Tragbare amerikanische Raketen
Um die Verwirrung noch zu steigern, erklärte eine Sprecherin des Aussenministeriums in Washington: „Wir haben mit Afrin nichts zu tun. Wir operieren dort nicht. Unsere Aufgabe ist es, den IS in bestimmten Regionen zu bekämpfen und auch dafür zu sorgen, dass er nicht wieder aufersteht. Wir wollen die nötige Stabilität schaffen.“
Dennoch gibt es Berichte aus kurdischen Quellen, nach denen die Amerikaner den YPG-Milizen von Afrin grössere Mengen von „manpads“ geliefert hätten. Das sind tragbare Raketen, die geschultert werden können. Sie werden gegen Panzer und Helikopter eingesetzt. An die Adresse der Türken gerichtet sagte die Sprecherin: „Wir würden ihnen nahelegen, derartige Handlungen (gegen die Kurden) zu unterlassen. Wir wollen nicht, dass sie Gewalt anwenden. Wir möchten, dass sie sich weiterhin auf den IS konzentrieren.“
Was tun mit den Kurden?
Die Widersprüche und gewundenen, unklaren Reden der Russen und der Amerikaner zeigen, dass in Washington und wahrscheinlich auch in Moskau keine Klarheit darüber besteht, was mit den Kurden geschehen soll. Man kann vermuten, dass die hohen amerikanischen Offiziere weiter mit den Kurden zusammenarbeiten wollen. Die Amerikaner haben zusammen mit den kurdischen SDF-Kräften Raqqa erobert. Jetzt wollen die USA offenbar aus der kurdischen Streitmacht eine Grenzwärter-Truppe bilden. Die amerikanischen Offiziere sagen, sie seien auf unbestimmte Frist weiterhin in Syrien im Einsatz – dies auch nach dem Zusammenbruch des „Kalifats“ des „Islamischen Staats“. So wollten sie verhindern, dass sich der IS neu organisiert. Präsident Trump gewährt seinen Offizieren in Syrien offenbar grosse Entscheidungsfreiheit, dies im Gegensatz zu Obama, der verlangte, dass jeder Schritt, den die Offiziere in Syrien taten, zuerst in Washington abgesprochen werden musste.

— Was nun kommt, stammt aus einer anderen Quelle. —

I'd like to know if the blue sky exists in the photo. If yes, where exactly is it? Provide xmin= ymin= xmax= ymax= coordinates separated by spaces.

Doch die Türkei reagierte dermassen wütend auf den angekündigten amerikanischen Schritt, dass der amerikanische Aussenminister den Versuch unternahm, sie zu beruhigen. Er behauptete, die USA hätten nichts mit Afrin zu tun. Die Türkei akzeptierte jedoch das amerikanische Dementi nicht.
Russische Besorgnis über die türkische Offensive
Als die türkischen Luftangriffe auf Afrin am Samstag um 14 Uhr begannen, erklärten die Russen, sie würden ihrerseits nicht eingreifen und ihre Beobachter abziehen. Moskau zeigte sich auch „besorgt“ über die türkische Aktion. Ein russischer Parlamentarier erklärte, die türkische Offensive werde im Sicherheitsrat der Uno zur Sprache gebracht.

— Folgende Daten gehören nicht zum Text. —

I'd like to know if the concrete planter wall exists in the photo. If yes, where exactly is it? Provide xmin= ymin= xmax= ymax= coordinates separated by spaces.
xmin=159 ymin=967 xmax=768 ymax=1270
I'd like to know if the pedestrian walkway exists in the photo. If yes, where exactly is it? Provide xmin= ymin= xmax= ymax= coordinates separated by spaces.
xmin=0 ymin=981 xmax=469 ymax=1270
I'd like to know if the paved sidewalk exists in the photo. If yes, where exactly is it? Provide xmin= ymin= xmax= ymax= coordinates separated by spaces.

Auch die Russen sehen die Kurdenfrage unter widersprüchlichen Aspekten. Einerseits besteht ihr Verbündeter und Schutzbefohlener, Asad, darauf, dass Syrien die Kurdenfrage ohne die türkischen Truppen lösen will. Andrerseits weiss Moskau, dass die syrischen Kurden, wenn ihre Anliegen kein Gehör finden, oder wenn sie teilweise unter türkische Besetzung kommen, nicht aufgeben und weiterhin für ihre Sache kämpfen.
Die Amerikaner könnten dann die Unzufriedenheit der syrischen Kurden dazu ausnützen, um Nordsyrien in einem Dauerzustand der Unruhe zu halten. Was für Moskau bedeuten würde, dass die russischen Soldaten und Flugzeuge weiterhin in Syrien bleiben und dort Krieg führen müssten. Dies würde der russischen Absicht zuwiderlaufen, die darauf ausgeht, in Syrien Ruhe zu schaffen, um die russischen Gewinne zu bewahren und abzusichern. Aus solchen Gründen zieht Moskau – wie die russischen Sprecher gelegentlich andeuten – mindestens in Betracht, dass die Kurden ihre Autonomie oder Teilautonomie innerhalb eines zukünftigen syrischen Staates bewahren könnten.
Moskau als künftiger Schutzherr der Kurden?
Doch andrerseits wird sich Moskau hüten, eine „Lösung“ der Kurdenfrage in Syrien mit allen Mitteln durchzudrücken, solange die Amerikaner in Syrien stehen und dort als Verbündete der Kurden handeln. Wenn die Türken den Kurden Angst einjagen und vielleicht ganz Afrin besetzen, kann dies den Russen insofern recht sein, als es den Kurden zeigt, dass auf ihre amerikanischen Verbündeten kein Verlass ist. Dies dürfte die Zusammenarbeit der beiden untergraben.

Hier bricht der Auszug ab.